Он говорил. Медленно, отрывисто, выплевывая слова, как осколки стекла. Про мужа-урода, Криса. Про побои, которые она скрывала. Про беременность. Про тот роковой день, когда пьяный садист решил, что ребёнок не его и избил её ногами по животу.
— Соседка позвонила, — его голос дрогнул, и он с силой выдохнул, чтобы взять себя в руки. — Кричала в трубку, что Кейт истекает кровью, что скорая не едет, что она зовёт меня. Я был на задании. Клиент… тот самый, важный, параноик. Он запретил уходить. Сказал, что если я уйду, он сожжёт мою карьеру. Я… — он замолчал, и по его лицу было видно, как он снова проживает тот выбор, ту секунду рокового решения. — Я остался. Потому что долг. Потому что дисциплина. Потому что я был идиотом, который верил, что работа важнее семьи. Но в итоге всё равно сбежал.
Он рассказывал дальше. Как мчался потом, нарушая все правила, но опоздал. На десять минут. Как врач вышел к нему и сказал те самые слова: «Если бы раньше… шанс был». Про пятно на полу в её квартире, которое он потом, в безумии, пытался отдраить, пока кожа не слезала с его пальцев. Про месть Крису, холодную, расчётливую, которая не принесла ни капли облегчения. Про мать, которая не пережила потери дочери. Про то, как он сжёг все мосты и стал призраком.
— Я выучил наизусть, как делать свою работу безупречно, — закончил он, и его голос сорвался на хрип. — Но это не спасло её. Я опоздал. И теперь… теперь я сплю с одним открытым глазом. Всегда. Потому что если я засну по-настоящему, мир снова может украсть у меня кого-то. И я опоздаю. Снова.
Он закончил. Дыхание его было тяжёлым, как у человека, пробежавшего марафон. Он стоял, не глядя на меня, уставившись в голую землю, его мощные плечи были ссутулены под невидимым грузом.
В саду стояла ледяная тишина.
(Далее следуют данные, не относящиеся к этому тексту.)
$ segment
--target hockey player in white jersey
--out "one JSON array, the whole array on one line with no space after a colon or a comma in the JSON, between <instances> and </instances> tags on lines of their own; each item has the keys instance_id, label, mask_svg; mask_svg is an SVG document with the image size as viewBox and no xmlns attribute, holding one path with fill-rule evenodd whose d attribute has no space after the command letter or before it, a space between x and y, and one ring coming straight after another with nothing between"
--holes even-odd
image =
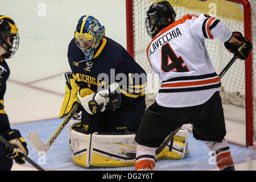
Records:
<instances>
[{"instance_id":1,"label":"hockey player in white jersey","mask_svg":"<svg viewBox=\"0 0 256 182\"><path fill-rule=\"evenodd\" d=\"M242 60L248 57L251 44L241 33L232 32L208 15L187 14L176 21L175 16L167 1L153 3L147 12L146 29L153 39L147 55L162 84L156 102L147 109L135 136L135 169L153 169L156 148L172 131L191 123L193 136L205 141L215 152L220 170L234 170L224 138L221 82L204 42L217 38Z\"/></svg>"}]
</instances>

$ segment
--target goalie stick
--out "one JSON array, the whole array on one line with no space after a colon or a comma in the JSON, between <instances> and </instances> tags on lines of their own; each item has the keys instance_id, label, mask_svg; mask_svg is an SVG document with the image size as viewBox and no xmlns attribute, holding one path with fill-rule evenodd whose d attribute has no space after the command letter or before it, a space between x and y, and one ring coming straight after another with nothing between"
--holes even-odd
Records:
<instances>
[{"instance_id":1,"label":"goalie stick","mask_svg":"<svg viewBox=\"0 0 256 182\"><path fill-rule=\"evenodd\" d=\"M59 135L60 133L62 131L64 127L67 125L68 122L70 121L71 118L73 117L74 114L76 112L78 108L79 107L79 104L76 103L73 106L73 109L69 112L69 113L67 115L65 119L61 123L60 126L55 131L54 134L49 140L49 141L44 144L42 139L40 138L39 136L38 135L36 132L32 131L30 133L28 136L28 139L30 142L32 143L33 146L38 151L44 151L46 152L48 150L49 148L51 146L54 142L54 141L56 139L57 137Z\"/></svg>"},{"instance_id":2,"label":"goalie stick","mask_svg":"<svg viewBox=\"0 0 256 182\"><path fill-rule=\"evenodd\" d=\"M232 65L232 64L235 62L235 61L237 60L237 58L234 56L231 60L228 63L228 64L225 67L225 68L222 69L222 71L221 72L220 75L218 75L218 77L220 78L221 78L226 73L226 72L228 71L228 70L230 68L230 67ZM158 155L160 154L160 152L162 152L162 151L166 147L166 146L167 145L167 144L174 138L174 136L176 135L176 134L179 131L179 130L180 129L180 128L182 127L179 127L176 130L174 130L172 131L170 135L168 136L168 138L165 140L165 141L161 144L161 145L156 148L155 150L155 155ZM135 159L136 158L136 153L127 153L126 154L126 155L131 158L132 159Z\"/></svg>"},{"instance_id":3,"label":"goalie stick","mask_svg":"<svg viewBox=\"0 0 256 182\"><path fill-rule=\"evenodd\" d=\"M8 142L3 136L0 135L0 141L1 141L3 144L6 144L8 147L10 149L13 149L16 148L16 146L14 144L10 143ZM32 160L30 158L28 158L26 155L24 155L24 158L26 160L30 163L32 166L33 166L35 168L36 168L39 171L44 171L41 167L38 165L36 163L35 163L33 160Z\"/></svg>"}]
</instances>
Моё сердце колотилось где-то в горле. Я подошла к нему. Не для того, чтобы обнять — он бы этого не принял сейчас. Просто чтобы быть ближе.
— Мэтт, — сказала я, и мой голос звучал твёрдо, без дрожи. — Ты не опоздал.
Он резко поднял на меня взгляд, в его глазах вспыхнуло непонимание и гнев.
— Что?
— Ты не опоздал, — повторила я, глядя ему прямо в глаза. — Ты был там, куда тебя поставила жизнь. Ты сделал выбор, который считал правильным в тот момент. Виновен один человек — тот, кто поднял на неё руку. И система, которая не прислала помощь вовремя. Не ты.
— Я мог уйти! — вырвалось у него, и в этом крике была вся многолетняя боль.
— А если бы ушёл, и с твоим клиентом что-то случилось? Ты бы винил себя за это. Ты проиграл не потому, что сделал неправильный выбор. Ты проиграл потому, что тебе пришлось выбирать. А любой выбор в той ситуации был бы проигрышным. Ты не Бог, Мэтт. Ты не можешь быть везде.
Он смотрел на меня, и в его глазах, полных боли, медленно пробивалось что-то ещё. Не прощение к себе — ещё нет. Но, может быть, первое, крошечное сомнение в том, что он единственный и абсолютный виновник.
— Теперь ты здесь, — сказала я тише. — И твой пост — это я. И я приказываю тебе как человек, который знает цену бессонным ночам: четыре часа сна. Чтобы быть эффективнее. Чтобы не допустить, чтобы с кем-то из тех, за кого ты теперь в ответе, случилось то же самое из-за твоей усталости. Ты слышишь меня?
Он долго молчал, его грудь тяжело вздымалась. Потом он медленно, как будто с невероятным усилием, кивнул.
— Слышу.
— И?
— Я… буду стараться, — выдавил он.
Это был не полный капитуляционный мир. Это было перемирие. Первый шаг.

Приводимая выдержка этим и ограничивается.